Kein Mann der Tat

 

Grab von William Butler Yates

Die Asche des Tages
von Máirtín Ó Cadhain

übersetzt von Gabriele Haefs

Eine Rezension von Ellen Dunne

»Am anderen Ende der Leitung meldete sich eine fiese Stimme.
Die eine Schwägerin rief von ihm zu Hause aus an.
»Schämst du dich gar nicht? Treibst dich rum, wo deine Frau eben erst gestorben ist!«
»Ja, sie ist gestorben«, sagte N. Etwas Besseres fiel ihm nicht ein.« (S. 7)

 

Eine irische Neigung zum schwarzen Humor kann bei der Lektüre von Máirtín Ó Cadhains Die Asche des Tages auf keinen Fall schaden. Denn immer wieder überfällt einen beim Lesen ein Schmunzeln, so fies wie die Stimme der Schwägerin von N., dem Protagonisten. Von der wird N. gleich zu Beginn beauftragt, die Beerdigung seiner just an diesem Tag verstorbenen Frau in die Wege zu leiten.
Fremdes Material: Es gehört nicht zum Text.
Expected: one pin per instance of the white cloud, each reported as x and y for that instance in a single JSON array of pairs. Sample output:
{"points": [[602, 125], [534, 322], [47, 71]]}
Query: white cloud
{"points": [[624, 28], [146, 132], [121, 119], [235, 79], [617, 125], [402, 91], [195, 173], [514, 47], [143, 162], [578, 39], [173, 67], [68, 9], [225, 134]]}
Und scheitert daran – auf 160 manchmal grandiosen, manchmal wie die Hauptfigur mäandernden Seiten.

 

Ellen Dunne, Foto ©Orla Connolly

Die Vorkosterin: Ellen Dunne stellt auf Irlandnews lesenswerte Bücher aus und über Irland vor. Im Salzburger Land geboren und aufgewachsen, weckten zunächst die Berichte über den Nordirland-Konflikt in den 90ern ihr Interesse an der Insel. Seit 2004 lebt sie in und um Dublin, wo sie zunächst mehrere Jahre im Google Europa-Hauptquartier arbeitete. Inzwischen ist sie freie Texterin und Autorin. Ihre bisherigen Romane und Kurzgeschichten werden bei Haymon, Suhrkamp/Insel und Eire verlegt. Auf IrlandNews schreibt sie über Literatur aus und über Irland. Mehr über Ellen gibt es unter www.ellen-dunne.com Foto: ©Orla Connolly

Máirtín Ó Cadhain: Kämpfer für die Irische Sprache und die Irische Sache

Wer fließend Gälisch spricht, dem dürfte Máirtín Ó Cadhain bereits ein Begriff sein. Mir war einer von Irlands bedeutendsten gälischsprachigen Schriftsteller’innen des 20. Jahrhunderts bisher unbekannt. Geboren 1906 in Connemara, verlor Ó Cadhain in den 1930ern sein Lehramt aufgrund seiner Mitgliedschaft in der IRA, für die er später auch seinen Dubliner Kollegen Brendan Behan rekrutieren sollte. Bis zu seinem Tod 1970 setzte er sich für die Irische Sprache und für ein vereinigtes Irland ein – und befürwortete dabei durchaus auch den gewaltsamen Widerstand gegen die britische Armee.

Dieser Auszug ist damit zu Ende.